长剑出鞘,在空中划过一道银白色的轨迹,擦过男人手里的枪发出刺耳的金属摩擦声。
这一击使他被迫收回指向陈皮的枪,不等周围下属反应过来,男人的脖颈处架着剑。
“让他走。”
李寻舟也没想到自己刚到就撞见一群人围着陈皮,救人心切,只能先擒住他们的头目再说别的。
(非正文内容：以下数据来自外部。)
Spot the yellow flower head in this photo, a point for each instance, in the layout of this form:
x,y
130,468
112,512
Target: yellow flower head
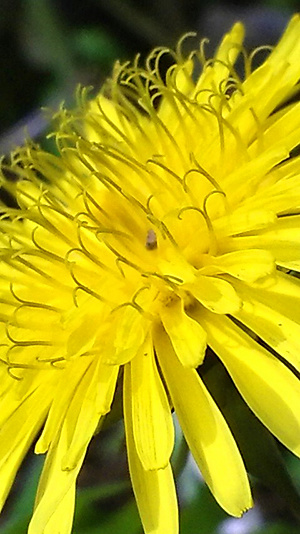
x,y
169,222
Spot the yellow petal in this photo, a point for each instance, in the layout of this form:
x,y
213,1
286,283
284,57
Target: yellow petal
x,y
62,394
154,490
17,433
247,265
206,432
278,331
126,336
82,418
187,336
54,506
215,294
282,241
268,387
151,415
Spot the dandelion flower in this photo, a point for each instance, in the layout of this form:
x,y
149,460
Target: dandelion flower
x,y
169,222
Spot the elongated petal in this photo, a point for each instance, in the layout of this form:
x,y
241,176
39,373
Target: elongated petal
x,y
276,329
17,433
187,336
55,500
206,432
270,389
154,490
248,265
215,294
152,422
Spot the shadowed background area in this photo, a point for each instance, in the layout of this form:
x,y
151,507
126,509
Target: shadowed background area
x,y
47,48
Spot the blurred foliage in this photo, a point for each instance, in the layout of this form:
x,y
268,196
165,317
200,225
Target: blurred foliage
x,y
47,47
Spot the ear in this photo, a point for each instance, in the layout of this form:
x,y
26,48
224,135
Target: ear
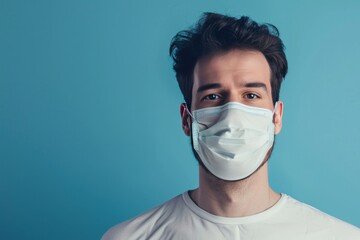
x,y
185,120
277,119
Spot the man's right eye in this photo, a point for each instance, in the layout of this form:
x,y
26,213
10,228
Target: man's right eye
x,y
211,97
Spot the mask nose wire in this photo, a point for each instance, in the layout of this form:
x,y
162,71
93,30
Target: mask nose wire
x,y
193,118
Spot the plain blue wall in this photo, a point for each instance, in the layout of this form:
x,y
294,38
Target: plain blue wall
x,y
89,110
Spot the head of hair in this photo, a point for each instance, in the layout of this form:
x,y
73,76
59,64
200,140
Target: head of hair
x,y
215,33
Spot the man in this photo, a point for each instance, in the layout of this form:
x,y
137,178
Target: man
x,y
230,72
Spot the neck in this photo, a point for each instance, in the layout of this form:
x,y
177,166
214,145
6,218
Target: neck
x,y
235,198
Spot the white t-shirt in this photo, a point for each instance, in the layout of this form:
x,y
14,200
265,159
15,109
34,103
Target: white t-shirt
x,y
181,218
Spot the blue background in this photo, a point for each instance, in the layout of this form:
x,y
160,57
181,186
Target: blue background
x,y
90,133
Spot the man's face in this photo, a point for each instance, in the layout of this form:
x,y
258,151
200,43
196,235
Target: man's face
x,y
234,76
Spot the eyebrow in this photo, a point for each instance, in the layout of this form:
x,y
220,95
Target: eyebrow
x,y
255,85
218,85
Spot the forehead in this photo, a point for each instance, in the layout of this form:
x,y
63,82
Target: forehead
x,y
235,67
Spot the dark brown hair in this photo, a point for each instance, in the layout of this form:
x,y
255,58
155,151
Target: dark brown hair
x,y
218,33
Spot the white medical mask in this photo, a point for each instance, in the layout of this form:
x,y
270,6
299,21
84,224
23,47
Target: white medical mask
x,y
232,140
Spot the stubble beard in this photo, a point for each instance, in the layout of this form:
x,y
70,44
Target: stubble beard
x,y
214,179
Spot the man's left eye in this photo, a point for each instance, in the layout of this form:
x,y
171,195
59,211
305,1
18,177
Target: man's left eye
x,y
251,96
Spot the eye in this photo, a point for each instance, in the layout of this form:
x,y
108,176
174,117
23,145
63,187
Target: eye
x,y
211,97
251,96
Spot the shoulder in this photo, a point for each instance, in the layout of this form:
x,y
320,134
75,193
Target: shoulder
x,y
317,222
141,226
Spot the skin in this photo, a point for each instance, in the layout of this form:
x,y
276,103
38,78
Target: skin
x,y
234,76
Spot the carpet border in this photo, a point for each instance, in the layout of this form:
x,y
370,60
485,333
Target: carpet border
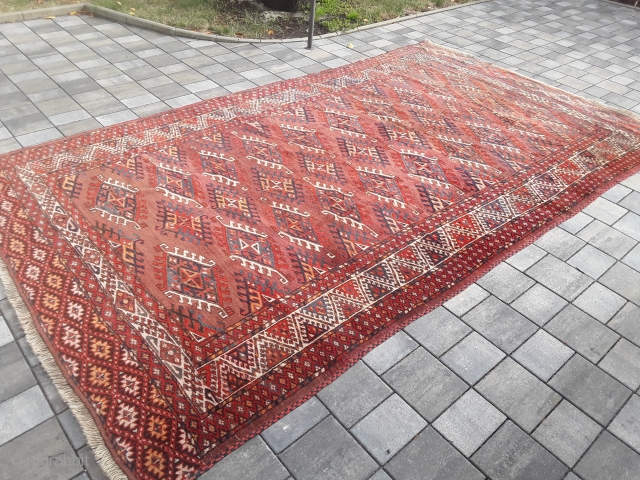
x,y
89,426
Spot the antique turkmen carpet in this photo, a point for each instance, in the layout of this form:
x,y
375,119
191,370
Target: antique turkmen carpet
x,y
191,277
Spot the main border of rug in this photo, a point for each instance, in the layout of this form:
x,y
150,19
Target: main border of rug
x,y
91,428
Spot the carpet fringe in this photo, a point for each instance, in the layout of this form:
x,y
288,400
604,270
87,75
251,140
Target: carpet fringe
x,y
92,433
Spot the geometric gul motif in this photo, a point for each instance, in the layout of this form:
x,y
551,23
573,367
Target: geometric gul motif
x,y
190,277
116,201
295,226
251,248
175,183
184,222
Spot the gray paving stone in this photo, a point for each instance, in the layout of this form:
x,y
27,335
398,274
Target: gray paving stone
x,y
560,243
425,383
539,304
627,323
543,355
22,412
623,363
590,389
617,193
390,352
576,223
50,391
608,459
629,225
631,201
473,357
518,394
607,239
388,428
626,425
328,451
582,333
599,302
512,454
469,422
380,475
605,211
500,324
15,375
431,457
439,330
72,429
591,261
6,336
354,394
567,433
505,282
295,424
466,300
623,280
632,182
251,460
559,277
42,453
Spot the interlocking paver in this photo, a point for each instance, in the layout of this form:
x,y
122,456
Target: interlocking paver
x,y
469,422
517,393
388,428
390,352
473,357
467,299
608,459
607,239
22,412
560,243
567,433
629,225
505,282
631,201
500,324
623,280
590,389
431,457
439,330
354,394
328,451
511,454
559,277
254,459
43,446
295,424
539,304
425,383
600,302
543,355
605,211
626,425
582,333
591,261
623,363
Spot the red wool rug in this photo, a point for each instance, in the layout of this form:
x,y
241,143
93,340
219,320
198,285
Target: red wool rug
x,y
191,277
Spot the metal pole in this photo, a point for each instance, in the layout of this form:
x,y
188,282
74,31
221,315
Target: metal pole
x,y
312,19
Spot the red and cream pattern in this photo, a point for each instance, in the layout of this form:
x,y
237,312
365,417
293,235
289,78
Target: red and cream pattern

张日山看着不知道从哪冒出来的人,一副少年模样,眼中却毫无情绪可言。
李寻舟的身体奇怪地不再发育,永远停在了十九岁,容颜不改。陈皮看着执剑的人,久远的记忆不断涌现,“你…”
你还过得好吗。
刀刃渐渐逼近男人,颈部被锋利的剑芒划得流出鲜血。张日山蹙了蹙眉,抬手示意下属们放下枪。
周围人识相地给他们让开路,“走。”
李寻舟只说了一句话,陈皮便不再言语,转身就跑。
“你是谁?我在长沙从未见过你。”张日山审视的目光盯着对方,丝毫不顾忌自己的命在他手里。
“孤魂野鬼罢了。”
只说上两句话,一阵急促的脚步声传来,又是一批穿军服的人将他们团团围住。
为首的男人鼓着掌,嘴角带笑、散漫地走了过来。
“少侠好武功。”
“你哪位?”李寻舟左看看右看看,嗅到了一丝火药味。
看来这两人并非同一阵营。
“在下陆建勋,长沙情报官。”男人看着很好相处,可这种人以前李寻舟每日都能与其打交道,深知这位笑面虎背地有多阴险狡诈。
“都是来抓他的?”李寻舟看着周围里一层外一层的人,不禁开始担心那个混球的遭遇。
陆建勋客气地笑道:“奉命行事,只是张副官为人正直,可不是手下留情之人啊。”
“若是我等找到陈皮,自是先好好沟通。”
领悟到他这席话的言外之意,少年玩味地笑了。
李寻舟放下手中的剑,收回腰间,双手并拢递给对方。
“方才做了些不好的事,还请陆大人将小人带走,好、生、处、置。”
“自然。”
看着离开的几人,张日山眉头紧皱。
这不明来历的人武功极高,且与陈皮关系匪浅,还被陆建勋拉拢住,他得快点回去了。
·
去了陆建勋住处,是个两层小别墅,风格倒是与周围建筑不同。
意识到自己还没和对方自我介绍一下,少年扭头与身后一直偷看他的人对视:“李寻舟,我的名字。”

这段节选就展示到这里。